Harry Clarke by David Cale picked up quite a reputation on the other side of the Atlantic, enjoying several extended runs and spawning numerous regional productions. With Billy Crudup in the title role, the off-Broadway runs were sure to gain traction, and now live on as an Audible Original Studio Recording.
Drawing on themes from Patricia Highsmith’s Tom Ripley, or even Jekyll and Hyde, Harry Clarke we discover, is not a real person, but instead a persona of unassuming Philip Brugglestein. At just eight years old, growing up in the mid-west, Philip decided he identified more as an English boy, and picked up an appropriate British accent to accompany his new identity.
His father was not pleased with this turn of events and threatened to send the boy for electroshock therapy. This childhood era isn’t explored in much depth, but we get enough to know that it wasn’t a happy upbringing, and that his father’s death would throw up more questions than answers.
With an inheritance in his pocket, Philip relocates to New York and works some uninspiring service jobs in which the self-depreciating ‘English gent’ fares well at.

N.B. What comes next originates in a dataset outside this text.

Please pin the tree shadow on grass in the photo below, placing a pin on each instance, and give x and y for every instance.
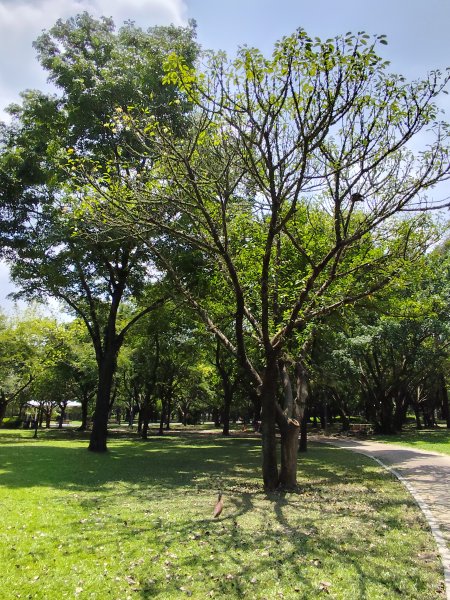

But Philip desires more from life, and a third persona lurks under the surface in the form of a brash cockney by the name of Harry Clarke.
With a backstory lined up (he was personal assistant/manager for Sade) Harry Clarke becomes a far more confident individual, able to segue his way in to other people’s lives. It’s worth pointing out one potential flaw here, and that is the character of Clarke is so brash (with a particularly grating cockney accent) that it seems unlikely he would have been able to charm anyone in New York, much less rich and successful Mark Schmidt and his family.
Yet, he does, and that small detail aside, Harry Clarke turns itself in to the most wonderful of modern thrillers. Writer, David Cale ensures we see not just the vulnerability of Bruggelestein, but also that of Mark Schmidt, and how both Schmidt and Clarke become the answer to each other’s problems.
Billy Crudup is marvellous, playing all of the characters, he manages to give each one a distinct personality, which makes this audio version all the more enjoyable to listen to. At just eighty minutes long, you find yourself hanging on every word, just waiting to see where the story will take you next.
While this sort of story has been told before, it is rejuvenated here in Harry Clarke. Told entirely from one perspective it leaves us questioning just how much of Clarke’s story we can believe, but still enraptured in the tale he weaves.